Excel Twitter 20110131

purplesneaker Apparently you need a flamenco dress, purple shoes and confetti to work with an Excel spreadsheet. With all those purchases required, no wonder some people want to enter their 16 digit credit card numbers.

  • Dear #Excel – A 15 digit number limit is stupid when you have to work with credit cards…
  • I LOVE MY MOM. And yes, I do use her on occasion (like today) for her Excel knowledge….
  • I once made a financial advisor beam with delight when I turned up to a meeting with my personal budget spreadsheet on my laptop.
  • I love that MS excel has just told me that it needs to do an ‘OLE function’. Think I need to get my flamenco dress out!
  • My cat Mya is trying to help me with my work. She says she’s a pro at excel, should I believe her? #fb
  • When I was introduced to power pivot, I thought it was a replacement for pivot table. I was wrong. It is an enhancement for pivot table.
  • the things I have to do for an allowance. Make an excel chart+a paragraph about why I need one. Hooray.
  • Cracking open a customer’s excel sheet that I haven’t touched in 4 years. VBA code kind of scares me now. Let’s hope I don’t break it.
  • Just when I think I know the coolest things about Pivot Tables I find another amazing thing about them. Microsoft Excel is amazing.
  • Loving the ultra-geeky discussion a few of my team members are having re: their love of Excel problems/solutions. #Awesome #Geeks #Fun
  • I just received a spreadsheet in bold comic sans on a yellow background. FFS.
  • It took me 1 hour, but i made a chart in excel! *confetti and cheering*
  • Is it really weird that I love making Excel spreadsheets? On 2nd thought, don’t answer that
  • How about its going on 2+ hrs and I finally figured out how to do charts on microsoft excel! GRRR #BITTER and it STILL isn’t quite right 🙁
  • My life used to revolve around MTV & MTV2 Programming Grids. Now it’s P&L Forms and Retail Mark Up Calculators. Thanks Bill Gates. #excel
  • People REALLY suck at following directions in this Excel class. I thought adults would be able to listen better. Just like children…

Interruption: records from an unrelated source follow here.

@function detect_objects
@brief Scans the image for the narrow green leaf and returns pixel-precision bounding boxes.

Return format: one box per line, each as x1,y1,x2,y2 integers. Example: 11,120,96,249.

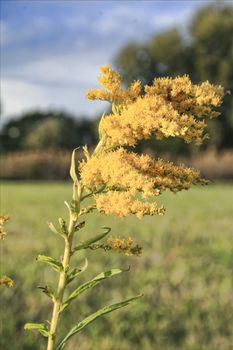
36,255,63,272
24,323,49,337
37,286,55,300
60,269,125,312
24,323,46,329
73,227,111,252
66,258,88,285
70,148,78,182
56,295,142,350
47,222,60,235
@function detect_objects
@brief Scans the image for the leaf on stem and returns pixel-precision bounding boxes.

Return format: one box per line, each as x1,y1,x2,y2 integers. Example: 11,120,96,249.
24,323,50,338
73,227,111,252
37,286,55,300
36,255,63,272
56,294,142,350
47,221,60,235
66,258,88,285
60,269,128,312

  • Today I am working on a targeted marketing spreadsheet. Yes I am high flying business woman. I’m lying actually but doesn’t it sound posh?!
  • Dear Microsoft Excel, I SO love you … that I really hate you sometimes. #thinksallmyexgfsgangeduponmeandwrotemsexceltokillme
  • Gave up trying to fathom boss’s Excel problem. Staring instead at my new shoes. They’re purple. Mighty stuff.